Next, the thought of the closeness centrality is that a vertex that is closer to others can spread information very productively via the network [22], and therefore it is important. The closeness centrality can be measured by the sum of the vertex’s distance from all others:

C_{C} (v_{i}) = \frac{1}{\sum_{j = 1}^{n} d (v_{j}, v_{i})}, j \neq i

(2)

where d(·) denotes the distance between vertices. Finally, we can define the betweenness centrality as a bridge along the shortest path between two vertices as follows:

C_{B} (v_{i}) = \sum_{i \neq j \neq k \in V} \frac{σ_{v_{j} v_{k}} (v_{i})}{σ_{v_{j} v_{k}}}

(3)

where

σ_{v_{j} v_{k}}

denotes the number of shortest paths from vertex v_j to v_k and

σ_{v_{j} v_{k}} (v_{i})

is the number of shortest paths from v_j to v_k that pass through vi. Although the previous three centralities are easily calculated, they only reflect the influence of vertices with respect to others in the topology of a social network without considering the influence of their neighbors/friends and cannot be used as a comprehensive centrality for measuring key persons. Hence, the eigenvector centrality is proposed to reflect the importance of neighbors.

3. Eigenvector Centrality

First, we assume that the importance of a vertex within an undirected network is only determined by the influence of others and that a vertex achieves more centrality if it receives more in-degree flows from others. Hence, let n criteria be considered to determine their weights. The eigenvector centrality of the ith ego can be represented as follows:

E C (v_{i}) = \frac{1}{λ} \sum_{j = 1}^{n} A_{j, i} E C (v_{j})

(4)

where A_j,i is the element at the jth row and ith column of the adjacency matrix which indicates the relationship from one vertex (row) to another (column) and λ is a fixed constant. For simplicity, we can represent Equation (4) as a matrix form:

λ \cdot E C (v) = A^{T} \cdot E C (v)

(5)

Equation (5) indicates the eigenvector centrality vector, EC(v), which is an eigenvector of A^Tand λ is the corresponding eigenvalue. Note that the initial EC(v) can be set as 1, i.e., the all-one vector. Usually, we select the maximum eigenvalue, λ_max, to ensure EC(v) is large than the zero vector. According to the Perron–Frobenius theorem [23], for any a_ij > 0, EC(v) of A with eigenvalue λ_max such that ∀EC(v_j) > 0.
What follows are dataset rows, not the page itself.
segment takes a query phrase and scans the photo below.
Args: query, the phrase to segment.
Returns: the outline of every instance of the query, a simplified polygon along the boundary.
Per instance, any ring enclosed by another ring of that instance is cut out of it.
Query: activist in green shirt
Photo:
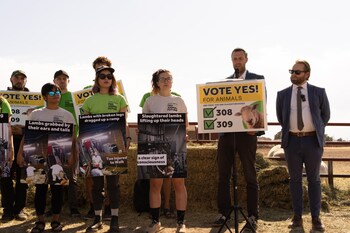
[[[67,110],[68,112],[72,113],[74,120],[75,120],[75,136],[78,137],[79,135],[79,127],[78,127],[78,121],[77,117],[75,115],[74,110],[74,104],[72,99],[72,94],[70,91],[68,91],[68,83],[69,83],[69,76],[66,71],[64,70],[58,70],[54,74],[53,82],[58,85],[61,89],[61,99],[58,104],[59,107]],[[70,208],[70,216],[71,217],[80,217],[81,214],[78,210],[78,203],[76,200],[77,196],[77,179],[78,179],[78,167],[79,162],[77,161],[77,166],[75,169],[66,171],[67,176],[69,178],[69,185],[68,185],[68,204]]]

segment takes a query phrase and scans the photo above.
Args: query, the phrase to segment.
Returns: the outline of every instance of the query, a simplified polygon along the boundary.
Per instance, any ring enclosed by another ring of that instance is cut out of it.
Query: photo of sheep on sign
[[[261,112],[261,102],[255,102],[241,108],[235,116],[242,118],[242,124],[245,129],[263,129],[265,127],[265,117]]]

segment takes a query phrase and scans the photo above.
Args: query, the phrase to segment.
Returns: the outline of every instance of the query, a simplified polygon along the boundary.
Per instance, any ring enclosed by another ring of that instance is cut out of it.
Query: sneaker
[[[319,217],[312,217],[312,230],[317,232],[324,232],[325,227]]]
[[[147,227],[147,230],[146,230],[146,233],[155,233],[155,232],[158,232],[160,231],[160,222],[152,222],[148,227]]]
[[[72,209],[70,209],[70,216],[75,217],[75,218],[80,218],[81,214],[80,214],[79,210],[77,210],[76,208],[72,208]]]
[[[165,216],[165,218],[175,218],[175,214],[171,212],[170,209],[164,209],[163,210],[163,215]]]
[[[15,217],[13,216],[13,214],[9,214],[9,213],[3,213],[2,217],[1,217],[1,221],[2,222],[9,222],[12,221]]]
[[[24,213],[23,210],[21,210],[21,212],[19,212],[18,214],[15,215],[15,219],[18,221],[25,221],[27,220],[28,216],[26,213]]]
[[[101,217],[96,215],[94,222],[86,228],[86,232],[98,232],[103,228],[102,222],[101,222]]]
[[[229,221],[230,218],[227,219],[227,221]],[[212,227],[221,227],[222,224],[224,224],[224,222],[226,221],[226,217],[222,214],[220,214],[216,220],[211,224]],[[226,222],[227,222],[226,221]]]
[[[300,215],[294,214],[291,223],[288,225],[288,228],[292,230],[302,230],[303,229],[303,219]]]
[[[93,208],[90,208],[88,213],[84,216],[85,220],[93,219],[95,217],[95,210]]]
[[[256,229],[258,229],[257,223],[258,221],[255,216],[250,216],[248,222],[244,225],[240,233],[256,232]]]
[[[184,223],[178,223],[176,233],[186,233],[186,225]]]

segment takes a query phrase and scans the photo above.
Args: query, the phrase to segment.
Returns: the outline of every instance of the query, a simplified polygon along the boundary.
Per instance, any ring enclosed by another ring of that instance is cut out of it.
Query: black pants
[[[4,214],[13,215],[13,204],[15,202],[15,189],[13,188],[12,177],[1,177],[1,205],[4,208]]]
[[[44,215],[46,208],[47,184],[35,185],[34,205],[37,215]],[[63,187],[61,185],[50,185],[51,190],[51,211],[53,214],[60,214],[62,210]]]
[[[94,176],[92,180],[92,201],[94,209],[102,210],[104,200],[104,176]],[[106,176],[106,181],[111,209],[118,209],[120,203],[119,175]]]
[[[234,167],[234,158],[238,153],[247,183],[248,216],[258,218],[258,181],[256,176],[257,137],[246,132],[225,133],[218,142],[219,184],[217,204],[219,213],[226,215],[231,208],[230,179]],[[242,192],[243,193],[243,192]]]

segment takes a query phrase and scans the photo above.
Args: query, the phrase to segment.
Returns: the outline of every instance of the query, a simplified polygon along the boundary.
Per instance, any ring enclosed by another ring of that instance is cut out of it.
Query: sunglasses
[[[61,92],[60,91],[50,91],[49,93],[49,96],[54,96],[54,95],[61,95]]]
[[[113,79],[113,74],[99,74],[97,76],[99,79],[108,79],[112,80]]]
[[[296,74],[296,75],[299,75],[301,73],[305,73],[306,71],[303,71],[303,70],[289,70],[289,73],[290,74]]]
[[[172,77],[166,77],[166,78],[161,77],[161,78],[159,78],[159,82],[162,82],[162,83],[165,83],[166,81],[170,82],[172,80],[173,80]]]

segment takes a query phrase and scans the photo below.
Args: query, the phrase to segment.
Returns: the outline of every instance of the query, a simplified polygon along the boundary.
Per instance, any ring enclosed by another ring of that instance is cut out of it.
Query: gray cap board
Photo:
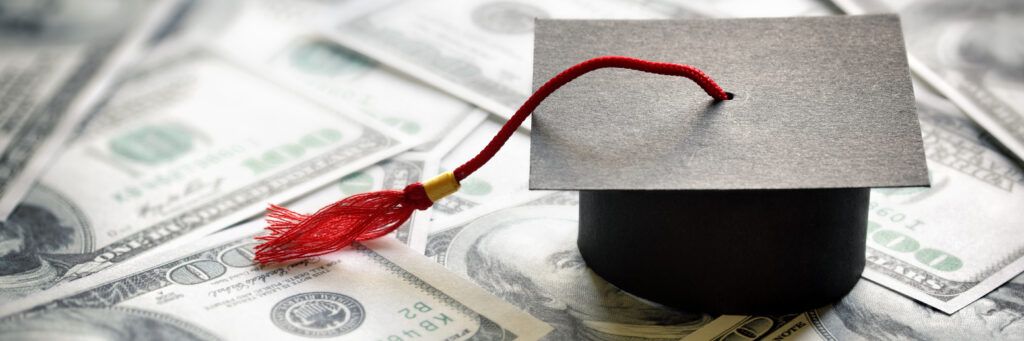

We can also let A^T be a row stochastic matrix, i.e., normalized A^T such that all sums of each row exactly equal to one. We can rewrite Equation (5) as follows:

E C (v) = A^{T} E C (v)

(6)

The advantage of Equation (6) is that the eigenvector can be easily be derived since λ_max = 1. In addition, we can also derive the eigenvector by calculating the limiting power of A^T according to Markov chain theory.

4. Katz Centrality

The problem of the eigenvector centrality is that it only suits undirected graphs. In addition, Equation (6) is not always reasonable if a vertex only influences others, i.e., a vertex with no in-degree, and, therefore, its centrality becomes zero, even if it might play an important role in affecting others. Hence, we can introduce a constant, β, to Equation (7) to reflect the extent to which the weight of the centrality of an ego is tied to and add the scaling constant, α, to normalize the score. The method is called the Katz centrality [24]. Hence, we can re-write Equation (6) as follows:

K C (v_{i}) = α \sum_{j = 1}^{n} A_{j, i} K C (v_{i}) + β

(7)

where

α < \frac{1}{λ_{\max}}

to ensure a reliable result.

Or we can present Equation (7) as the matrix form:

K C (v) = α A^{T} K C (v) + β 1

(8)

Then, we can re-formulate Equation (8) and derive the Katz centrality vector by:

K C (v) = β {(I - α A^{T})}^{- 1} 1

(9)

where 1 denotes the one vector.

5. PageRank Algorithm

Although Katz centrality extends eigenvector centrality to account for direct networks, it assumes that the all vertices will pass their flows into the ith vertex. However, if a vertex does not want to pass all of its flow to others, we should restrict the linked vertex so it only gets a fraction of flow from others. Hence, we can use the PageRank algorithm and re-write Equation (9) to represent the above description as follows [25]:

P R (v_{i}) = α \sum_{j = 1}^{n} \frac{A_{j, i}}{d_{j}^{o u t}} P R (v_{j}) + β

(10)

where α is the damping factor and

d_{j}^{o u t}

denotes the out-degree of the jth vertex. The reason we divide A_j,i over the out-degree is to normalize the adjacency matrix into the stochastic matrix. In addition, we can re-write Equation (10) as the matrix form as follows:

P R (v) = β {(I - α A^{T} D^{- 1})}^{- 1} 1

(11)

where D = diag(

d_{1}^{o u t}, d_{2}^{o u t}, \dots, d_{n}^{o u t})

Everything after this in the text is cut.